“Maybe cruel is an understatement. Call ittwisted,” Paul went on, sighing.
Lauren snorted once more, even louder.
“Please inform your wife that she is starting to get on my nerves,” Paul grumbled, turning back to Arthur.
He walked to a bench and sat down. Arthur and Lauren followed suit, sitting on either side of him.
“Is it really that bad?” Lauren asked.
“Well . . . not in itself, I suppose.”
And he told them about the conversation with his editor.
“You don’t have to go if you don’t want to,” Arthur advised him, giving Lauren a look that Paul could not interpret.
“Well, I don’t want to. Not at all.”
“So that’s it, then,” Arthur said.
“No, that’s not it!” Lauren exclaimed.
“What?” the two men chorused.
“Tell me: What, exactly, is your idea of happiness? A trip to the laundromat? Plopping down in front of the TV with a plate of cheese and a glass of wine? Is that how you picture the life of a great writer?” Lauren fumed. “How can you give this up without even trying? It’s like you enjoy disappointing yourself. Or maybe it’s just easier that way. Unless something more important happens between now and then, you are getting on that plane, mister! Finally, you’ll be forced to find out how you really feel about that woman, and how she feels about you. And if you come back alone, at least you won’t have to worry about getting over a relationship, because you’ll know it was never really a relationship to begin with.”
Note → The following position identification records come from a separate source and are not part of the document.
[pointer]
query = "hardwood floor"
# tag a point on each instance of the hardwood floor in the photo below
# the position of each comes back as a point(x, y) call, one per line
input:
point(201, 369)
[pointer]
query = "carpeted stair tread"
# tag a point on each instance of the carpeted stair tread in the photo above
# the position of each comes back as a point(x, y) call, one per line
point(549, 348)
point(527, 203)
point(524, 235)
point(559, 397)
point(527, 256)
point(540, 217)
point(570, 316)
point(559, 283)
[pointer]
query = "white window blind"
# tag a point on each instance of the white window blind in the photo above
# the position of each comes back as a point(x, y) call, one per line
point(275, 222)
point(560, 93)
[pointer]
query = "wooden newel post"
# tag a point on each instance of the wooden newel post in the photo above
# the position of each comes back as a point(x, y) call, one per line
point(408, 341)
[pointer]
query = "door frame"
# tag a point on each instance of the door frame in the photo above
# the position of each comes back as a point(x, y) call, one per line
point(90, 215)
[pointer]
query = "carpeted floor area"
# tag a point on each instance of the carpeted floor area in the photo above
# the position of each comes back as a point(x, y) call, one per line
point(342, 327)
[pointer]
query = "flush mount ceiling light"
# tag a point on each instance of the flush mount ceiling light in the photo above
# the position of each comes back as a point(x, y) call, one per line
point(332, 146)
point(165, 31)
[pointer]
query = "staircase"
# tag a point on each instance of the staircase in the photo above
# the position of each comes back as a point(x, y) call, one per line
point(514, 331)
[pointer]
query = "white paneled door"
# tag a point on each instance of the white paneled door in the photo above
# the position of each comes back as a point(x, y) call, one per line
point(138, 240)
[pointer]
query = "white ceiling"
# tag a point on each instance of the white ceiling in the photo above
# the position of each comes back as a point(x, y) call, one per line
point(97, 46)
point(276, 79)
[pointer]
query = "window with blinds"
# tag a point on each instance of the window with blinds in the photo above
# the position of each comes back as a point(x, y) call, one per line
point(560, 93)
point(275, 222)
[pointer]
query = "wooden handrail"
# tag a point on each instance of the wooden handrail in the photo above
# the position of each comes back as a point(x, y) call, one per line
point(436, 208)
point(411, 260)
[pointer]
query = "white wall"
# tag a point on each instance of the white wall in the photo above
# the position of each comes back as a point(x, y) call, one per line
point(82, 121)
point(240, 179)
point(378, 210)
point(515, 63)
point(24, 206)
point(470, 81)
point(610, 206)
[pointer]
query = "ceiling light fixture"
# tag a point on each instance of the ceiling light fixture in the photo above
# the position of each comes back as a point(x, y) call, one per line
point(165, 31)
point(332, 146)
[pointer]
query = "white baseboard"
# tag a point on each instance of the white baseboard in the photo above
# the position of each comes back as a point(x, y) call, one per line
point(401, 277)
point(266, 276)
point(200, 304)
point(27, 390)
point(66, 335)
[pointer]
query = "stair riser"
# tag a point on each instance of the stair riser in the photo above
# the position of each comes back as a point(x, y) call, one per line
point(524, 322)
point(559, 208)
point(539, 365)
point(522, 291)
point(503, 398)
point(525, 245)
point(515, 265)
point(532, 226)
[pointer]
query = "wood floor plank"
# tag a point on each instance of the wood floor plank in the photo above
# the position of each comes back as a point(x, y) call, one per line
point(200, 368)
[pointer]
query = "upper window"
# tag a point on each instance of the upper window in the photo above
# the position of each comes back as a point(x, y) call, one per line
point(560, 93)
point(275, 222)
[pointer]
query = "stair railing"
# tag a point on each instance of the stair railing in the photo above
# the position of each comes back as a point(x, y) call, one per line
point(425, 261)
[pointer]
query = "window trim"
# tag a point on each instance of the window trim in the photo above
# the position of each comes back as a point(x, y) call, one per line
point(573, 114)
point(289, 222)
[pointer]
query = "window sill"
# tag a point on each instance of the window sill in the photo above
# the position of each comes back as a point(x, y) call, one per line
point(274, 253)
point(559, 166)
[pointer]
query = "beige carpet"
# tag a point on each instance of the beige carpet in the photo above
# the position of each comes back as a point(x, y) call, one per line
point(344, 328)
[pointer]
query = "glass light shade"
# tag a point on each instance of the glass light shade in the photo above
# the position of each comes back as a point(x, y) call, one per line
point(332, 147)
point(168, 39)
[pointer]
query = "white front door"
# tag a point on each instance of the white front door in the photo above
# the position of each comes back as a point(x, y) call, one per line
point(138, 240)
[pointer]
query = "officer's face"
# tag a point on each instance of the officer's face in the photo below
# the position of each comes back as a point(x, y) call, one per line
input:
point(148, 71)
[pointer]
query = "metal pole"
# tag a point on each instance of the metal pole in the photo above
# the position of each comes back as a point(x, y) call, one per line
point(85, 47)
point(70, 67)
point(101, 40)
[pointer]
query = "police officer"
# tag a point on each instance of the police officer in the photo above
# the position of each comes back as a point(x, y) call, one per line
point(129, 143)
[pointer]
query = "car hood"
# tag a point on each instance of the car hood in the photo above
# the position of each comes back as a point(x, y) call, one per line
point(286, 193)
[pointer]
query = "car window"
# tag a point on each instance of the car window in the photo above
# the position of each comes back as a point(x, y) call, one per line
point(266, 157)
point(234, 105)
“And you’ll be there to console me, just waiting at my laundromat with a sandwich, right?” Paul smirked.
“You want the truth, Paul?” Lauren said. “Arthur is even more scared than you are about you going over there, because the distance between the two of you already bothers him more than anything. He misses you, we both miss you. But because he’s your friend, he’s going to tell you that you ought to go. If there’s even a tiny chance the trip might end with you finding true happiness, you have to take that chance.”
Paul turned to Arthur, who—clearly with great reluctance—nodded his head in agreement.
“Three hundred thousand copies sold . . . of one single novel . . . I guess that really is something, isn’t it?” Paul whistled, eyeing two pigeons nearby. “Amazifying!As my editor would say.”
She was sitting on a bench, eyes glued to the screen of her phone. David had called a half hour ago. Mia had not picked up.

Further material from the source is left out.